Uninitialized memory bug found in /mpn/generic/mod_1_1.c

Thu Aug 31 02:21:45 CEST 2023

Hello, today I found a bug in the latest GMP (6.3) using uninitialized memory in /mpn/generic/mod_1_1.c while trying to understand some functions like mpn_mod_1_1p_cps.

Take a look at function mpn_mod_1() in /mpn/generic/ mod_1.c on lines 248 - 250

mp_limb_t pre[4];
mpn_mod_1_1p_cps (pre, b);
return mpn_mod_1_1p (ap, n, b, pre);

mp_limb_t pre[4] is not initialized and the mpn_mod_1_1p_cps() function never writes to pre[2]. So if we change that to mp_limb_t pre[4] = { -1, -1, -1, -1 }; as a test we'll quickly see that inside mpn_mod_1_1p_cps() the value cps[2] (pre[2]) is never written to and if we print out pre[4] after running it we'll get output like: 0x21CFE6CFC938B36BU, 0x0000000000000000U, 0xFFFFFFFFFFFFFFFFU, 0x9581CA13918612E1U (pre[2] is -1)

/mpn/generic/mod_1_1.c lines 260-266:

  if (LIKELY (cnt != 0))
    {
      mp_limb_t B1modb = -b;
      B1modb *= ((bi >> (GMP_LIMB_BITS-cnt)) | (CNST_LIMB(1) << cnt));
      ASSERT (B1modb <= b);		/* NB: not fully reduced mod b */
      cps[2] = B1modb >> cnt;
    }

cnt will ALWAYS equal 0 since there will be NO leading 0's when this is called since /mpn/generic/mod_1_1.c checks for the high bit being SET before calling.. which means this function only ever gets called with NO leading zeros!!!

ALSO there are unexplained differences between MOD_1_1P_METHOD 1 and MOD_1_1P_METHOD 2 when it comes to the function mpn_mod_1_1p_cps(). In one of them pre[4] is always set and in the other (method 2) pre[2] is skipped! Why are these two functions different? It looks like their job is to calculate the inverses for the following mod functions so one would expect them to be the same.

Method 2 is the function that was written in x64 asm.

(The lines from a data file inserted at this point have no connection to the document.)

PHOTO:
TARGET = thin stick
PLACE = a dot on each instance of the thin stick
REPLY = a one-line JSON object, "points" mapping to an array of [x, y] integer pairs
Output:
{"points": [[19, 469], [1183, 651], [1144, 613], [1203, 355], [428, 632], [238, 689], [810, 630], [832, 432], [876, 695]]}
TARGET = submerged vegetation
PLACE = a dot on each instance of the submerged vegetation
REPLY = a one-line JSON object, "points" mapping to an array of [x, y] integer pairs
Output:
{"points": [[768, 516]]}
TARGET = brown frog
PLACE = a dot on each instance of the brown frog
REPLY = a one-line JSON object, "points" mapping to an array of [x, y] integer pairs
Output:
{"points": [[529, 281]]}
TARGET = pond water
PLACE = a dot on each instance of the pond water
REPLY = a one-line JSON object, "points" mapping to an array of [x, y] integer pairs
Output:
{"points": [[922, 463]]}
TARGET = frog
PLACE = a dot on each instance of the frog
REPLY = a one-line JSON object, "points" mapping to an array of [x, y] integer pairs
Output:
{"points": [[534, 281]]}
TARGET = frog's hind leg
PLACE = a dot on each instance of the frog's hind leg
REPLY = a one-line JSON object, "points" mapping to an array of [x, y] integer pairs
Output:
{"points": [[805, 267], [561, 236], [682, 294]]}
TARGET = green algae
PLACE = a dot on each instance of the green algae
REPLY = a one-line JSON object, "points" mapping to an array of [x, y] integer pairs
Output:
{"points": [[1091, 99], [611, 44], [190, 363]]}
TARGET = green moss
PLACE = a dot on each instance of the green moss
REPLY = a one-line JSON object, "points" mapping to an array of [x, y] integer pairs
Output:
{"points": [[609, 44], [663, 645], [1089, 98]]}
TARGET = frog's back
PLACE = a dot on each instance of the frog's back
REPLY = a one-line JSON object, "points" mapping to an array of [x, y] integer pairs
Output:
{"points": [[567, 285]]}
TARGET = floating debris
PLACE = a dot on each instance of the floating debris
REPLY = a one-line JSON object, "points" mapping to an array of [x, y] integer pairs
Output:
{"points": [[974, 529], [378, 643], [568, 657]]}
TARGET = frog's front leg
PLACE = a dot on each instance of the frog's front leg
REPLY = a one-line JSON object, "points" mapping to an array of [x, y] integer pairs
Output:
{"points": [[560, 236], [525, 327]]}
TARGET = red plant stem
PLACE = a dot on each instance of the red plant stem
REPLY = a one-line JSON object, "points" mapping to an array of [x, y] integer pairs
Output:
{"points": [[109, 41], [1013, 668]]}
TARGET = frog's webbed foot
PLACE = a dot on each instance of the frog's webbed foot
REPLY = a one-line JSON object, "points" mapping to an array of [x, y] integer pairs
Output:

ALSO the x64 assembly versions of these codes also does not always set all 4 values of pre[4] and this has lead to incorrect results when using the exported function mpn_mod_1().

/mpn/x86_64/mod_1_1.asm

	neg	%r12
	mov	%r12, %r8
	mov	%rax, (%rbx)		C store bi
	mov	%rbp, 8(%rbx)		C store cnt
	imul	%rax, %r12
	mov	%r12, 24(%rbx)		C store B2modb
	mov	R32(%rbp), R32(%rcx)
	test	R32(%rcx), R32(%rcx)
	jz	L(z)

	mov	$1, R32(%rdx)
ifdef(`SHLD_SLOW',`
	C Destroys %rax, unlike shld. Otherwise, we could do B1modb
	C before B2modb, and get rid of the move %r12, %r8 above.

	shl	R8(%rcx), %rdx
	neg	R32(%rcx)
	shr	R8(%rcx), %rax
	or	%rax, %rdx
	neg	R32(%rcx)
	shld	R8(%rcx), %rax, %rdx
	imul	%rdx, %r8
	shr	R8(%rcx), %r8
	mov	%r8, 16(%rbx)		C store B1modb
L(z):
	pop	%r12
	pop	%rbx
	pop	%rbp
	FUNC_EXIT()
	ret

Notice on line 230 of the asm file (mov	%r8, 16(%rbx) // C store B1modb) gets skipped over when count is 0 (which it will be 100% of the time when the high-bit is set).

I checked mod_1_2.c, mod_1_3.c, and mod_1_4.c and they do not seem to have this problem.

Also note that most compilers and run-times for me seem to have a flukey '0' here in memory (which will be the correct value when the high-bit is set) so that might be why no one has stumbled upon this bug yet or why it might pass tests.

I do not understand these functions enough to suggest a fix. I do not know if initializing pre[4] to all 0's will produce correct results.

Which is the correct version of mpn_mod_1_1p_cps() to use for now? (Method 1 or Method 2)

My apologies if this is not the best bug report ever.

-Brett Kuntz